- Sarbari Location in West Bengal, India Sarbari Sarbari (India)
- Coordinates: 23°39′21″N 86°48′41″E﻿ / ﻿23.6558°N 86.8113°E
- Country: India
- State: West Bengal
- District: Purulia

Population (2011)
- • Total: 5,007

Languages
- • Official: Bengali, English
- Time zone: UTC+5:30 (IST)
- PIN: 723121
- Telephone/STD code: 03251
- Lok Sabha constituency: Bankura
- Vidhan Sabha constituency: Raghunathpur
- Website: purulia.gov.in

= Sarbari =

Sarbari is a village in West Bengal, India. It is located within Neturia CD block of Raghunathpur subdivision of Purulia district.

==Geography==

===Location===
Sarbari is located at .

===Area overview===
Purulia district forms the lowest step of the Chota Nagpur Plateau. The general scenario is undulating land with scattered hills. Raghunathpur subdivision occupies the northern part of the district. 83.80% of the population of the subdivision lives in rural areas. However, there are pockets of urbanization and 16.20% of the population lives in urban areas.
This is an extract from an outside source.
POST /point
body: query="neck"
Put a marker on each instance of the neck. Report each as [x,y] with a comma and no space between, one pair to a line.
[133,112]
There are 14 census towns in the subdivision. It is presented in the map given alongside. There is a coal mining area around Parbelia and two thermal power plants are there – the 500 MW Santaldih Thermal Power Station and the 1200 MW Raghunathpur Thermal Power Station. The subdivision has a rich heritage of old temples, some of them belonging to the 11th century or earlier. The Banda Deul is a monument of national importance. The comparatively more recent in historical terms, Panchkot Raj has interesting and intriguing remains in the area.

Note: The map alongside presents some of the notable locations in the subdivision. All places marked in the map are linked in the larger full screen map.

==Demographics==
According to the 2011 Census of India, Sarbari had a total population of 5,007, of which 2,562 (51%) were males and 2,445 (49%) were females. There were 811 persons in the age range of 0–6 years. The total number of literate persons in Sarbari was 2,505 (59.70% of the population over 6 years).

==Education==
Panchakot Mahavidyalaya was established at Sarbari in 2001. Affiliated with the Sidho Kanho Birsha University, it offers honours courses in Bengali, Hindi, English, history, geography, political science, philosophy, accountancy, computer science, zoology and general courses in arts, science and commerce.

Raghunathpur Government Polytechnic, established in 2016, offers diploma courses in engineering.

==Culture==
Garh Panchkot is a ruined 16th century fort/ palace of the Panchkot Raj at the foot of the Panchet Hill.

Achkoda, located in this block, showcases aatchala-style temples with terracotta work on the walls. One of these temples is dedicated to Raghunath and it was constructed by the local landlord of the area. Other temples are mortuary temples of Vaishnava Sadhaks.

==Healthcare==
Harmadih Rural Hospital, with 30 beds at Harmadih, is the major government medical facility in the Neturia CD block.